To me, The Garden of Earthly Delights is one of the most extraordinary paintings every made. I was looking round one of the big state museums here in Berlin last week that had a collection of art from around the same period. I came out feeling like I had gone slightly mad, the paintings and sculptures were so weird, so peculiar to my 21st century eyes that I couldn’t find a way into most of it at all. Having read up about The Garden of Earthly Delights, it seems nobody really knows what the painting is about either. Academics seem to disagree as to whether it is a celebration of erotic joy, of the Garden of Eden before the Fall, or rather an admonition of fleshly pleasures.  Certainly, it is a work of the imagination, a world conjured from the internal life of its maker. So I’ve made a self-portrait image, a photo of me with my eyes closed, looking inward, overlayed with some drawings I made in one of the glasshouses at the Botanical Gardens in Berlin. Many of us yearn for ‘the garden’, whatever that means to each of us, a paradise free from the stresses and strains of the mundane world we live in. Bosch’s painting seems to express that feeling in many of the innocent playful figures that frolic about in the soft light and benign green landscape of its central panel. Sometimes we experience it for real, and sometimes it lives mainly behind our eyelids…


instagram.com/philcoops / hedgecrows.wordpress.com / phil-cooper.com


Marion Raper

“This is kind of a tall order to condense the woes of civilisation into just two weeks work!  However I’m up for a challenge! Coincidentally,  as I sat looking at the image of The Garden of Earthly Delights the radio played the beautiful song by Mark Knoffler “Are we in trouble now”. How very apt.”



James Randall

“The Garden of Earthly Delights is so dense it was too much for me as a youngster and too strange. Even now I find there is an unpleasant cartoonish characteristic to much of it.

What to say in our AI-driven world? I began this challenge thinking about a visual language beyond zeros and ones perhaps so dense with information that it could be represented by strips of colours so my triptych backgrounds became stretched pixel samples from the original artwork. Then what to say? Something true to homosapiens, and what may come perhaps. I think existence is simple. Then I tried to add a visual representation of this simplicity.”
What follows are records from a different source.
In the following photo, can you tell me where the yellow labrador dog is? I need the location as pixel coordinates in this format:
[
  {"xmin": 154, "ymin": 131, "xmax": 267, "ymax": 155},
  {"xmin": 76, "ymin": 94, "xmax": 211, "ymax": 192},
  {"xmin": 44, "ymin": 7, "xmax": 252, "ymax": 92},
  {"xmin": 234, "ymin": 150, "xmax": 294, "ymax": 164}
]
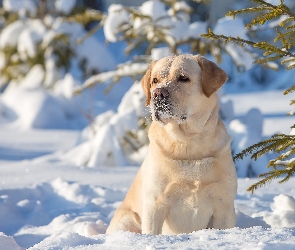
[{"xmin": 107, "ymin": 55, "xmax": 237, "ymax": 234}]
And with thanks to Brisbane-based artist and regular Kick-Abouter, James Randall, we have our new prompt. And you thought Bosch’s garden took some puzzling out! Have fun in this painter’s room…



12 responses to “The Kick-About #75 ‘The Garden Of Earthly Delights’”

  1. Beautiful work everyone! Thank you Phil for making my effort look decent!

    Liked by 1 person

  2. I’m quite sure this painting is not allowed to be shown in any school in Florida!
    another stellar group of responses. And I agree with Marion, you always make my work look better! (K)

    Liked by 1 person

    1. Not at all – I think I’m a closeted picture framer that’s all! ๐Ÿ˜€

      Liked by 1 person

  3. Reblogged this on method two madness and commented:
    The Garden of Earthly Delights always provides new inspiration.

    Liked by 1 person

  4. Enjoyable to behold, each and every one, as usual.

    Liked by 1 person

  5. Wow! The work is all so inspired and inspiring. Behold Red’s Kingdom Garden of Delights!!

    Liked by 1 person

    1. Hey Chris ๐Ÿ™‚ Ta very much – some fun was had!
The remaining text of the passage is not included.